When he came back into the van, he smelled of rain and wind and dampness. His shirt clung to his chest, outlining firm muscle that must have taken years of intense, painful workouts to restore after his obviously serious accident. She stared at his chest and found herself wondering how long it had taken for medical science and sheer will to put this man back together.
He turned and reached in the back for his hat. He pushed back his damp, dark hair, made even blacker by the rain, before he settled the hat on his head, shadowing his features and whatever emotions they might expose.
“Did he see anything?”
“Said he saw a car with surfboards on the roof earlier today. It was headed in the direction of the point.”

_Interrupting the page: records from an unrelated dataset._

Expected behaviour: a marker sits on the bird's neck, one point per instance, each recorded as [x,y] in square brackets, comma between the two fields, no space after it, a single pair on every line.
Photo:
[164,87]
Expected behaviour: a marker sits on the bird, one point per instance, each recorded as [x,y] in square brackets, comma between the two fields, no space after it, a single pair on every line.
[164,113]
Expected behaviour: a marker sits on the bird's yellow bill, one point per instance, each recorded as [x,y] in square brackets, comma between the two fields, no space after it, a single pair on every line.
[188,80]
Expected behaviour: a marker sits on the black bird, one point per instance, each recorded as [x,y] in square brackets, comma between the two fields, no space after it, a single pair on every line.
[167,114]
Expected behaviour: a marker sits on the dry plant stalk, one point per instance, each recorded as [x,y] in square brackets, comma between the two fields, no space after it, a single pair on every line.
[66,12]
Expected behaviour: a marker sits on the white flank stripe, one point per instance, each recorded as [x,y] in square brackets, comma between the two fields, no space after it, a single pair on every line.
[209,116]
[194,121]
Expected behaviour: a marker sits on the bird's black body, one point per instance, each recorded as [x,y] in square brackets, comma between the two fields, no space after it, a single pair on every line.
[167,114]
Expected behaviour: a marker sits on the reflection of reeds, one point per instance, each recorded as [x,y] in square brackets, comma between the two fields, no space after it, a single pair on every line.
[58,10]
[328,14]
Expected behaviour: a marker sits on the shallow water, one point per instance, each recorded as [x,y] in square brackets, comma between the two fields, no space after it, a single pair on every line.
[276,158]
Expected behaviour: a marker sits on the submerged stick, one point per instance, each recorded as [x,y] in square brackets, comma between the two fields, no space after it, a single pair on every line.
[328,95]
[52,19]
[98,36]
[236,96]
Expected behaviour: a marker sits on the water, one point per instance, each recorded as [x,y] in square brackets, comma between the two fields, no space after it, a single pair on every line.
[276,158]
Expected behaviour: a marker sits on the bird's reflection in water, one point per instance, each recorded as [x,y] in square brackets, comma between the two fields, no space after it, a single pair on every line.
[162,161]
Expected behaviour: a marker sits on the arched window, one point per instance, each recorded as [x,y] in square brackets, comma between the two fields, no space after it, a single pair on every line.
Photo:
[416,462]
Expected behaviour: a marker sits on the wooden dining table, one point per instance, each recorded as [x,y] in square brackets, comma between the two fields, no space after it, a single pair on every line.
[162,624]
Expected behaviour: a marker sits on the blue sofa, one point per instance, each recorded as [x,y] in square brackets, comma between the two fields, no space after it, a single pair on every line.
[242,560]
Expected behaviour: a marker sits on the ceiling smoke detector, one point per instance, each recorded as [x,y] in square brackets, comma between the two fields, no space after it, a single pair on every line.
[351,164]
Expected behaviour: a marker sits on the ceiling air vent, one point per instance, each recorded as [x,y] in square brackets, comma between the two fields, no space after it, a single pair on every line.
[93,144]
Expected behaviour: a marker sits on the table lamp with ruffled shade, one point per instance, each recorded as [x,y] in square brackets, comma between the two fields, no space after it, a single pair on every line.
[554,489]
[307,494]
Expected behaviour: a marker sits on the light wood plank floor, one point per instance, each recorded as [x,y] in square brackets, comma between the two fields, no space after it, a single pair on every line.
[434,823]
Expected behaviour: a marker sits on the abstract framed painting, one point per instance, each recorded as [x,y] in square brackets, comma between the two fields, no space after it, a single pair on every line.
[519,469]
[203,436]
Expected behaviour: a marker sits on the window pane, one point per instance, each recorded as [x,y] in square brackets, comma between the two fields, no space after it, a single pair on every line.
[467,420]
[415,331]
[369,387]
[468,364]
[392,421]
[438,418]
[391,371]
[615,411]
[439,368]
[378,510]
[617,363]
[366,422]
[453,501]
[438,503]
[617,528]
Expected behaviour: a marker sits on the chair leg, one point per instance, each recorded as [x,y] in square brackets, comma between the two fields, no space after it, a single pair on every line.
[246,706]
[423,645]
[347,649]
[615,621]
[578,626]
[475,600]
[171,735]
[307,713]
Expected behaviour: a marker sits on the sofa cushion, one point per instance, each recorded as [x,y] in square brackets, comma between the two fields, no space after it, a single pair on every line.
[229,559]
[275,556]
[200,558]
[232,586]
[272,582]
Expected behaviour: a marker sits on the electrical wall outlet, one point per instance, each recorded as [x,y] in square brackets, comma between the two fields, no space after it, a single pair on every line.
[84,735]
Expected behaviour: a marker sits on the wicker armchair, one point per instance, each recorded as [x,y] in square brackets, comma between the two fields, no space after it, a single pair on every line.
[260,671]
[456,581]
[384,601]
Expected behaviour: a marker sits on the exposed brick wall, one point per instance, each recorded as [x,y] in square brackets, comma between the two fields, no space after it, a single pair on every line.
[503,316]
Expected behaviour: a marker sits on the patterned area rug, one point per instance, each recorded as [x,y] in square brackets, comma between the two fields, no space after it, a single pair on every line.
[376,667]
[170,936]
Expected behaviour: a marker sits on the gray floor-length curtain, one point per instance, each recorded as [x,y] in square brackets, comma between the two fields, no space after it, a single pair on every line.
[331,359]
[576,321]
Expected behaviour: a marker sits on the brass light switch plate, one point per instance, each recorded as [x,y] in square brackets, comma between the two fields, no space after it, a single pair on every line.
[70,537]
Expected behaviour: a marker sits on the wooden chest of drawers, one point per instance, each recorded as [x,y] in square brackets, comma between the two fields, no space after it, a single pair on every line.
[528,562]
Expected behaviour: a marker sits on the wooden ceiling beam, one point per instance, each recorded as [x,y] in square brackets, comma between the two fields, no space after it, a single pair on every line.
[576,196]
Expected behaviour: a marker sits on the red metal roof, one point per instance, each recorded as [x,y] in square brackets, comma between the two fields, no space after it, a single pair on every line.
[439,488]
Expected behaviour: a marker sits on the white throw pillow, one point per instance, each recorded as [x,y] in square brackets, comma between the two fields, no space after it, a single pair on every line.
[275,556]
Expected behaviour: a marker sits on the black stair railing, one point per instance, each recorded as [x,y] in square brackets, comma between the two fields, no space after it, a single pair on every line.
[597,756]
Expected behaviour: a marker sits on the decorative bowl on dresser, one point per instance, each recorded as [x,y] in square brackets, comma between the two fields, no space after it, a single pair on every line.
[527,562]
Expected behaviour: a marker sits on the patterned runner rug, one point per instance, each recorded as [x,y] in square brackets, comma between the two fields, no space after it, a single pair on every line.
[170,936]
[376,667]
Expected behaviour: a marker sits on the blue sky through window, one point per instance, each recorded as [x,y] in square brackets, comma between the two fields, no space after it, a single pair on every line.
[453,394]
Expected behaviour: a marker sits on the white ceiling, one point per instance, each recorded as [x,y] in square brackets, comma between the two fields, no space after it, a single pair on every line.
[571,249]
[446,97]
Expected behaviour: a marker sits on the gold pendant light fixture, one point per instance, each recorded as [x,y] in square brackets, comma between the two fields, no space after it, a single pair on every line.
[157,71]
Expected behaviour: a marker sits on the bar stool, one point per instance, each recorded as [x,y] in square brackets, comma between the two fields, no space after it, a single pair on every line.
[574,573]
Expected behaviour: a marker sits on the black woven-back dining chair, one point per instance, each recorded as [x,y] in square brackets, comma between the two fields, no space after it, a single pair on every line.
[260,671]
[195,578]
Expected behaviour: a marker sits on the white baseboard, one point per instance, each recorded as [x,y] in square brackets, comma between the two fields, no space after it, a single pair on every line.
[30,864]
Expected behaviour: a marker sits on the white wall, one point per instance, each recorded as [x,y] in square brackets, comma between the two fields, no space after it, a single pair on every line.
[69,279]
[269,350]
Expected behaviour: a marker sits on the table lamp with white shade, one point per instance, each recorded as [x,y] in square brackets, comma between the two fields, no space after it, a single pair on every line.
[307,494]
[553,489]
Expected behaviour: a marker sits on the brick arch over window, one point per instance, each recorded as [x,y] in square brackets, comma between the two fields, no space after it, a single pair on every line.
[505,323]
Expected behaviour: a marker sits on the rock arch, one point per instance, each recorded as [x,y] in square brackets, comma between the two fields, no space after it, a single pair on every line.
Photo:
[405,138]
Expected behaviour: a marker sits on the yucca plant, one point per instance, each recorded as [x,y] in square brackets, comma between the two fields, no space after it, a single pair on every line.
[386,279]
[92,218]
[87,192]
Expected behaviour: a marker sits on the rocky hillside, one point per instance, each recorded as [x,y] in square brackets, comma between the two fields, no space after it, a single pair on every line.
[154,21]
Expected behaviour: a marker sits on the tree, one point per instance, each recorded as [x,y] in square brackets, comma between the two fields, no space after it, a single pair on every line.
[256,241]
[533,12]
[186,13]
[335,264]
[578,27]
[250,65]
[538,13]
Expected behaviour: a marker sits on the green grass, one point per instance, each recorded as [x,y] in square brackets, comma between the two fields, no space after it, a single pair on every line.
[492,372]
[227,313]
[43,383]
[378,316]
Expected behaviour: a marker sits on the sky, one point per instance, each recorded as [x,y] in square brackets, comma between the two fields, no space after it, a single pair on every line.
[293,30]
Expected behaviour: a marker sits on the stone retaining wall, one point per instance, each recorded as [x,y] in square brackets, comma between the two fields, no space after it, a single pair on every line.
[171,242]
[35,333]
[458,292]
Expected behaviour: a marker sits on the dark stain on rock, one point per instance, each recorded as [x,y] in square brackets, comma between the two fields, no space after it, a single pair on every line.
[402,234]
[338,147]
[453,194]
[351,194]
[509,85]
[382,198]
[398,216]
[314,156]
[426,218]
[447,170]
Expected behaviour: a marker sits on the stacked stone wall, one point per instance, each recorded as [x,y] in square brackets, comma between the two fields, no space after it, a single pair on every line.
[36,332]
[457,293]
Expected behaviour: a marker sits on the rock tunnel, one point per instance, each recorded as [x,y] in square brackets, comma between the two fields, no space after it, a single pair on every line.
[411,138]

“Did he see the boys come back through?”
“No, but he says that doesn’t mean they didn’t. He was in and out all afternoon, boarding up the motel. The boys could easily have passed by again without him seeing them.” Jesse turned the vehicle toward the Point.
“Has the man heard any recent reports on the storm?”
Jesse shook his head. “Storm took electricity out about an hour ago. Last the man heard, the storm was still heading north, past Corpus Christi.”
“The reports we heard sounded as if it had weakened, turned south.”
“Without radio contact, it’s hard to know.”
Amy looked over her shoulder and saw the man wave to them as they pulled away. “I’m surprised he’s still here.”
“He’s not planning on going anywhere. Tried to talk him into heading up to Turning Point. Told him about the shelter at the school, but he wouldn’t hear of it. Said he’d never left yet, and he wasn’t about to start. Said the beach was his home. He’s seen four hurricanes already and lived to tell about them. Said he and a few others even had a party the night Hurricane Harriet rolled in.”
“Foolishness obviously doesn’t end with the teenage years,” Amy noted.
“Amen.” Jesse watched the road, scanning the surroundings as he drove. Amy did the same. “He’s probably not the only one down here who ignored the evacuation order. He said there’s a drive-in a few miles south on the bay that generally remains open for the residents who stay behind and the plain curious who sneak in to see the storm. The boys might have stopped there to get something to eat.”
Most of the buildings they passed were boarded with plywood. The houses on the beach stood on stilts, towering optimistically above the sea’s surge. Decks had been cleared, but the odd wicker chaise and bamboo rocker flew by, thrown about by the wind. The trees bent low, threatening to break.